Lo que nos diferencia de otras naciones hermanas es que hasta hoy en
nuestro país el movimiento social sigue traumado por lo que fue la
dictadura pinochetista. Por el todavía fresco recuerdo de lo que fue la
represión militar, pero también por la hábil propaganda de los gobiernos
que sucedieron al del Tirano, propuestos a inhibir la acción del
descontento ente la posibilidad de que los uniformados puedan volver a
derribar el orden establecido. En una campaña del terror que ha sido muy
efectiva para contener la rabia social pero que, más tarde o más
temprano, promete romper las barreras del miedo.
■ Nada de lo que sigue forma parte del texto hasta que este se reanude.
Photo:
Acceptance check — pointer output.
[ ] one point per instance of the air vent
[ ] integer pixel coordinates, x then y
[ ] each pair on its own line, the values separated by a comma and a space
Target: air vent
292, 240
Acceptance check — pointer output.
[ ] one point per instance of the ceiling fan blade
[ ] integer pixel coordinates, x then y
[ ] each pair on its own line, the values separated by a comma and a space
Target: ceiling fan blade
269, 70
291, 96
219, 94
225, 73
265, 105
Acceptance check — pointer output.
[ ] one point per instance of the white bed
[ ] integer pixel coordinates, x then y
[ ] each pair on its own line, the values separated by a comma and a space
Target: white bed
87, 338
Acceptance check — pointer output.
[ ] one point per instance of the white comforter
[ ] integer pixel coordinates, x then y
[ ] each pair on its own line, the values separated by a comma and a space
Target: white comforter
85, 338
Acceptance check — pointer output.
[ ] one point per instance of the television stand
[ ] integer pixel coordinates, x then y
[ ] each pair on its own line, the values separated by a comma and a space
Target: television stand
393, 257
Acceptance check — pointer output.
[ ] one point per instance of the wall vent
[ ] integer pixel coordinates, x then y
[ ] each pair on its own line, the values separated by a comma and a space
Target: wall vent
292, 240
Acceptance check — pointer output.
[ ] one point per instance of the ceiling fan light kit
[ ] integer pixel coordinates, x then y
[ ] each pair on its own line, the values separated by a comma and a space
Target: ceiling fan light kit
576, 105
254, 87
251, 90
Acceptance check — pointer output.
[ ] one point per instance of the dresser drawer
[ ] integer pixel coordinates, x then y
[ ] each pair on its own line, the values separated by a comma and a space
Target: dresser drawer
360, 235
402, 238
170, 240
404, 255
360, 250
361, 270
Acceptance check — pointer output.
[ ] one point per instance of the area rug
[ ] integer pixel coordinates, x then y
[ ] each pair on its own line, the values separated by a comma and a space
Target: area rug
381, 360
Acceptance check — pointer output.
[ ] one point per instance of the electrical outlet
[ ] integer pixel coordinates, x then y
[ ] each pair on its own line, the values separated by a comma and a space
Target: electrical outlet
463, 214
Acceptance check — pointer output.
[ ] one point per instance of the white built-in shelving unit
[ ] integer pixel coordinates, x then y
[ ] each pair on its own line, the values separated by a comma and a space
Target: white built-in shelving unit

Aunque a ello debemos
sumarle como explicación el estado de languidez de nuestros referentes
sindicales, la desactivación programada desde el Estado de ese conjunto
de organizaciones que surgieron para combatir al régimen militar y desde
luego también, la falta de raigambre de los partidos políticos respecto
de los anhelos populares, desde que se convencieron del proclamado “fin
de las ideologías” y redujeron la política a la pura farándula
electoral. Desde que el pragmatismo, además, reemplazó la consistencia
moral de los “servidores públicos”.
Contrario a los temores que todavía se expresan en nuestra sociedad,
la movilización de los chilenos debe tener en cuenta los logros que en
otros países tiene la protesta. La forma en que en Perú ha podido
encarcelar a los ex presidentes corruptos, el drástico cambio de los
electores argentinos o la presión que la prensa democrática, algunos
jueces y fiscales han ejercido para obligar a ciertos empresarios
brasileños a reconocer sus coimas y fechorías. Así como los ecuatorianos
en pocas horas son capaces de poner en jaque a su gobierno por la
atrevida alza de los combustibles, en un país que tiene enormes reservas
de petróleo.
En Chile, sin embargo, el malestar se expresa a través de los medios
de comunicación éticos y por aquellos que recién se convencen de que no
pueden seguir eternamente manipulando la conciencia ciudadana, mintiendo
u ocultando los hechos. Pero debemos lamentar esa suerte de conformismo
que todavía se constata en las propias víctimas del encarecimiento de
la de la locomoción pública, los precios de los medicamentos y la
renuencia flagrante de los moradores de La Moneda y el Parlamento a
aprobar aquellas reformas que mejoren salarios y pensiones, además de
reducir la jornada de trabajo y avanzar a una institucionalidad
democrática, que le ponga límite a las facultades del tribunal
Constitucional, junto con prohibir la perpetuación de los mismos
parlamentarios en el Congreso Nacional, donde la tarea de legislar se ha
convertido en la mejor remunerada del mundo. Con lo que, varios de los
más promisorios diputados de izquierda han terminado “pensando como
realmente viven” , gracias a su alto poder adquisitivo”.
Como siempre, el camino para superar las injusticias debe ser el de
la movilización del pueblo. Esto es, ejerciendo disidencia, resistencia
popular, como aquel poderoso y legítimo recurso de la desobediencia
civil para impedir los abusos. En un país en que ya los oficialistas y
los opositores no marcan diferencias sustantivas. Por lo mismo que
tampoco sirven tanto las marchas programadas y otras liturgias sociales
desde hace tiempo infiltradas, por lo demás, por el oportunismo
político. Por los que incluso se filtran entre los manifestantes en
vísperas de elecciones, para terminar reclamándole a los ciudadanos su
apoyo y sufragio a los rostros de siempre, aunque mucho más añosos,
ahora.
Un camino de resistencia popular en contra de la violencia
institucionalizada consagrada por una Constitución ilegítima en su
origen y contenido, pero que al momento de sentarse en los escaños del
Parlamento nuestros pretendidos representantes curiosamente juran
respetar y hacer obedecer. Resistencia activa en los consumidores como
escarmentar a quienes delinquen desde los bancos, la industria y el
comercio. Desde luego, el ímpetu juvenil y estudiantil para acompañar a
los trabajadores que son discriminados y abusados por el poder desde que
salen de sus hogares hasta que retornan a ellos.